Local musician Angela Edge performed at Stage Eighteen on Saturday night for the live recording of an upcoming CD. After releasing her most recent album “Burning Paper,” she started working toward a live recording for her musical creations, according to a press release. Edge discussed this idea with the folks behind Stage Eighteen, and they decided to host and bring the idea to life. With the help of Edge’s manager (and advocate wife) Wendy, they booked the show.

The venue’s ability to help local performers shows their love and support for the Fayetteville art and music community, according to a press release.

Angela and her percussionist Ty Savell

Edge is a multi-instrumentalist, playing bass, trumpet, guitar, and vocals, and accompanied on stage by percussionist Ty Savell. She also is a songwriter and lyricist who performs her own original indie rock music primarily. “Burning Paper” can be found on iTunes, Spotify, and Amazon, according to a press release. Guy Quixote of Boston-based Activate Media reviewed the album as “warm and resonant moments that made me think back to a Tori Amos show a bunch of years ago. At other points, I want to call this white suburban dystopia blues… All in all, I’d say there’s much more here than folk.”

Edge knows how to write. At one point she was in a singer-songwriter email group for six months, writing one song a week. She joined another group afterwards where she wrote monthly songs, so new material isn’t a question in Edge’s lyrical library. One of her songs, “Under,” specifically came from a prompt (fire) in the email group, featuring lyrics that brand the pain felt after living and growing up with heavily religious parents as a member of the LGBT community: “And when you cry out to your god, ‘I did everything I could! Did everything I could!’ / The silence will greet you / Burning deep within your empty womb.”


With other lyrics about healing and changing the world from the perspective of a Syrian refugee seeking a better life, as well as addiction and other trials and tribulations, it’s not hard to become entranced in Edge’s stage presence.
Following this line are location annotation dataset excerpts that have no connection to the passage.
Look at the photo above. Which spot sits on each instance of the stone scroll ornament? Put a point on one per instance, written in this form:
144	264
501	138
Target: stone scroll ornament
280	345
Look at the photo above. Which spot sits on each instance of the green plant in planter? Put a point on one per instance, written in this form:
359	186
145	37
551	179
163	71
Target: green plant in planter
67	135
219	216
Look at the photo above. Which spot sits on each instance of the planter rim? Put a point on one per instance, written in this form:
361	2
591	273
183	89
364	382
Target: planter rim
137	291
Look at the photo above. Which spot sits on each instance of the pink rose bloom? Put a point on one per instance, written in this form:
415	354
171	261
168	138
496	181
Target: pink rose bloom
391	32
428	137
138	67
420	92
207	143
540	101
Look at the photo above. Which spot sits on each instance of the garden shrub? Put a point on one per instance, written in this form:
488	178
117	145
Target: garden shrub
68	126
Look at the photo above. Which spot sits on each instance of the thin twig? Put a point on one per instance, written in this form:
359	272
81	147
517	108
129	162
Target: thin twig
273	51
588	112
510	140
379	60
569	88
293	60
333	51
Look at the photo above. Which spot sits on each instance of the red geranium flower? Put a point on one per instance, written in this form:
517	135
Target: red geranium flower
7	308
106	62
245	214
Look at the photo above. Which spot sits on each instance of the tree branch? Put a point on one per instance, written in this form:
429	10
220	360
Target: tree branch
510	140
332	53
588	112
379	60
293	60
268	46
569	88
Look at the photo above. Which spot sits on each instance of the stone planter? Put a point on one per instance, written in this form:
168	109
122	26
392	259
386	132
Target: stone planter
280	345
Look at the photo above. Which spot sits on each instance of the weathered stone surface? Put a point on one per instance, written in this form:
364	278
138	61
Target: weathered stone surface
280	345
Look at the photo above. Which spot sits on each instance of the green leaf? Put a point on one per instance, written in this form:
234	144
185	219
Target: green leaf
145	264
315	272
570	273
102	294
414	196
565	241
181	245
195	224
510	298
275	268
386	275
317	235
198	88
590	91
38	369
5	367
Her words are vulnerable and raw, and her musical talent is inspiring.

The comedic transitions between songs (“it’s my swingin’ porch song, so you know it’s gotta be good,” she told the audience about “The Rhythm of It”) went hand-in-hand with the intimacy of the venue, as if each person in the audience was a close friend or relative, and if you weren’t, you were by the end of the night after “Cheers to You.”